The final showdown over the extremist witch hunt to outlaw Ethnic Studies in Tucson is only days away; but, the supremely American struggle for democratic education, justice and local control of schools has been playing out in the state’s segregated minds for over a century.
Five years ago, long-time educator Salomon Baldenegro nailed Tucson’s and the state of Arizona’s enduring and shameful problem: “…history is cyclical, and the Mexican haters have resurfaced. We again find ourselves having to prove our legitimacy in our own country.”
Or, at least in the legislative narrative of a modern-day Arizona framed by recalled Tea Party President Russell Pearce and his friends, Canadian-immigrant and violence-invoking Attorney General Tom Horne, and Tea Party extremist John Huppenthal, the embarrassingly incompetent Superintendent of Public Instruction.

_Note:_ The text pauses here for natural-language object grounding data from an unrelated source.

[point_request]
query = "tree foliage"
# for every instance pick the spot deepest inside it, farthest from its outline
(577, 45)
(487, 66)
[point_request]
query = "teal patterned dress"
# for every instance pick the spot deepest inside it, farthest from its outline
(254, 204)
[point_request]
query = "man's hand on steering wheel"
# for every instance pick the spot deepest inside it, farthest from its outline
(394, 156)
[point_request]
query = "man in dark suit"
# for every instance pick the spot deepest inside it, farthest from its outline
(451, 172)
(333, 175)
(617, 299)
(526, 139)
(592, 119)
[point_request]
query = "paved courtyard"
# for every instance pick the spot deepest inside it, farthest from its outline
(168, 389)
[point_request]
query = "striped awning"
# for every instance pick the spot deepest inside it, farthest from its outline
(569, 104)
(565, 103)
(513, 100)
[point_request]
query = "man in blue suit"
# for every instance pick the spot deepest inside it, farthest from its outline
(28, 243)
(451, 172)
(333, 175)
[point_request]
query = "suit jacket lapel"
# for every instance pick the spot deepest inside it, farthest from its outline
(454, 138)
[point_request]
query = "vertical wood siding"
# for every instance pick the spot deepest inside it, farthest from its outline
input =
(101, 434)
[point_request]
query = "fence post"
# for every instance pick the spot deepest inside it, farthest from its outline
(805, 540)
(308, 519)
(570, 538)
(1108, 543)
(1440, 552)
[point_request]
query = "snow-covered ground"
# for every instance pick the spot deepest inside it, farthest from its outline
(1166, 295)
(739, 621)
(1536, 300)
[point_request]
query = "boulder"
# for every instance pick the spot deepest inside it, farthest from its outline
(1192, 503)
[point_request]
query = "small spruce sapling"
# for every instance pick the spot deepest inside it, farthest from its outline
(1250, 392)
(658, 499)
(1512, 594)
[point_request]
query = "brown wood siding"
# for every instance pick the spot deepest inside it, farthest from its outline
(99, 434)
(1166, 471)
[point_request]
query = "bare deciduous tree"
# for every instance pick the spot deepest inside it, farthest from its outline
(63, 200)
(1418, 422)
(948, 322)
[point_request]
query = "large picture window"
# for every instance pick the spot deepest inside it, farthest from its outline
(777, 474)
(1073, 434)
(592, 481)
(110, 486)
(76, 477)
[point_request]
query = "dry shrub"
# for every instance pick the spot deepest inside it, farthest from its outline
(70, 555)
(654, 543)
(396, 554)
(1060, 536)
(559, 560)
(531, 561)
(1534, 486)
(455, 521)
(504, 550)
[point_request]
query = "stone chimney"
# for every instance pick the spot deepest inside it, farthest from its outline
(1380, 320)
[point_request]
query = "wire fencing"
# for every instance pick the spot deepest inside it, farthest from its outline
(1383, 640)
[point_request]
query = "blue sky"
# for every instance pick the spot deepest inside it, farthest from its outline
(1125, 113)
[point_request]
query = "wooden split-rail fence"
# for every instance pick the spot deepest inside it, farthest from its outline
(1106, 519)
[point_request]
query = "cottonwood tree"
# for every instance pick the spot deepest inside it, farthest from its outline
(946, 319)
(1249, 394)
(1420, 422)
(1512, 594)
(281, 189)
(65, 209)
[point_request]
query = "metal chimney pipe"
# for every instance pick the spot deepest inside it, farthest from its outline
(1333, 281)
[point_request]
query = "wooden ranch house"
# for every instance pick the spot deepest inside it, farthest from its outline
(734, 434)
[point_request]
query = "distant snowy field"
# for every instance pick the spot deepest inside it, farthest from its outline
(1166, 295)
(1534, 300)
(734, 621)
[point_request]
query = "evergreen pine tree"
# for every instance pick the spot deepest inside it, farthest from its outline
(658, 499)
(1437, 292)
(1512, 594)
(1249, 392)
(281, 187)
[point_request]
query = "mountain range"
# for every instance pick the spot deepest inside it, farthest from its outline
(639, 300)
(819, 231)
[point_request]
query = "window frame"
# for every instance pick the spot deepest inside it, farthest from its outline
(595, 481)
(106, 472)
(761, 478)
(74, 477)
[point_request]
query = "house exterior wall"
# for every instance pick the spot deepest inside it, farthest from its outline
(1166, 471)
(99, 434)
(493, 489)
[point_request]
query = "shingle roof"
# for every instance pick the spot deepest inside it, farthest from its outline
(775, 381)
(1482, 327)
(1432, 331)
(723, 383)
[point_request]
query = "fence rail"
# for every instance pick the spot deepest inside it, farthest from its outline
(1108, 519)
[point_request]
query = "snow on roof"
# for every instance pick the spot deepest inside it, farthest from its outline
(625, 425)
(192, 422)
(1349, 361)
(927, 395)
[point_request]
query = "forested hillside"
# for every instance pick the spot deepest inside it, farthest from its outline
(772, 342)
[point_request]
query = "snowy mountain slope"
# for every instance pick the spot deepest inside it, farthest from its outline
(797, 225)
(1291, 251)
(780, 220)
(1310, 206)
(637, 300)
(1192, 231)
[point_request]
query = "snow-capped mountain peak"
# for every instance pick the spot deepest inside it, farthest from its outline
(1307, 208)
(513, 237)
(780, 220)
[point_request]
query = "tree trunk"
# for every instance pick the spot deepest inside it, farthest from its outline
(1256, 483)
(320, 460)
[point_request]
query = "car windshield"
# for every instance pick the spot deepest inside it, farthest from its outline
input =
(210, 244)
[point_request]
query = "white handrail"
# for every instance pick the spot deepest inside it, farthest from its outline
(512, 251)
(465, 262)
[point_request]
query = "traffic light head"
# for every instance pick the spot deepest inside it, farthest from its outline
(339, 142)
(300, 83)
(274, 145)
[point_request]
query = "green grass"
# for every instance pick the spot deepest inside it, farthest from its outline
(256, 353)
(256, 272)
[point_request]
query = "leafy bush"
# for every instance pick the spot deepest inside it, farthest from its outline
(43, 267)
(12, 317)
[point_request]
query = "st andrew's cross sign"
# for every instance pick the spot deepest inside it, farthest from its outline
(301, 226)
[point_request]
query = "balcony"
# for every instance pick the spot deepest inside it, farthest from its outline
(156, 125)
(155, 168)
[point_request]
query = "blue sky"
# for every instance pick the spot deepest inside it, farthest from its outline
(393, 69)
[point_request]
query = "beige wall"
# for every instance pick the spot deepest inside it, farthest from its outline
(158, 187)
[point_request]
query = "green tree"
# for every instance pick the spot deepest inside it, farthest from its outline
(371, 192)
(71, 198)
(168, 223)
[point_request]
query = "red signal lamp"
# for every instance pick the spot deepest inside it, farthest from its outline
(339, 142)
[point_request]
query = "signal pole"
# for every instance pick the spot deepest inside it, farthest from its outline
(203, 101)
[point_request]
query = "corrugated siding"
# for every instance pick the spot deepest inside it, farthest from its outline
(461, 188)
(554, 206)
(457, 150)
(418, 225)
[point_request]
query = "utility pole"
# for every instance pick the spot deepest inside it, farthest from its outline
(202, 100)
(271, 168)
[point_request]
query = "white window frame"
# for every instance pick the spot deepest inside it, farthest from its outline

Or, in the silence and ineptitude of a school district overseen by a demoralizing figure like TUSD Superintendent John Pedicone, who reneged on his promise to join the Mexican American Studies program in their federal court battle for constitutional rights, unleashed unforgivable and excessive police brutality on the city’s youth and elderly icons last spring, placed obstacles on the program, referred to college-bound students as “pawns,” refused to participate in public forums to heal the divide in the city, and dismissively concluded the historic legacy of Mexican American Studies as a “distraction” in his overwhelmingly Mexican American district.
In a chilling reminder of his acquiescence to the hateful narrative of Horne and Huppenthal, Pedicone refused to publicly rebuke, despite numerous pleas, Huppenthal’s vicious charge in September that his district’s own Mexican American youth could be compared to Hitler’s paramilitary Jugend.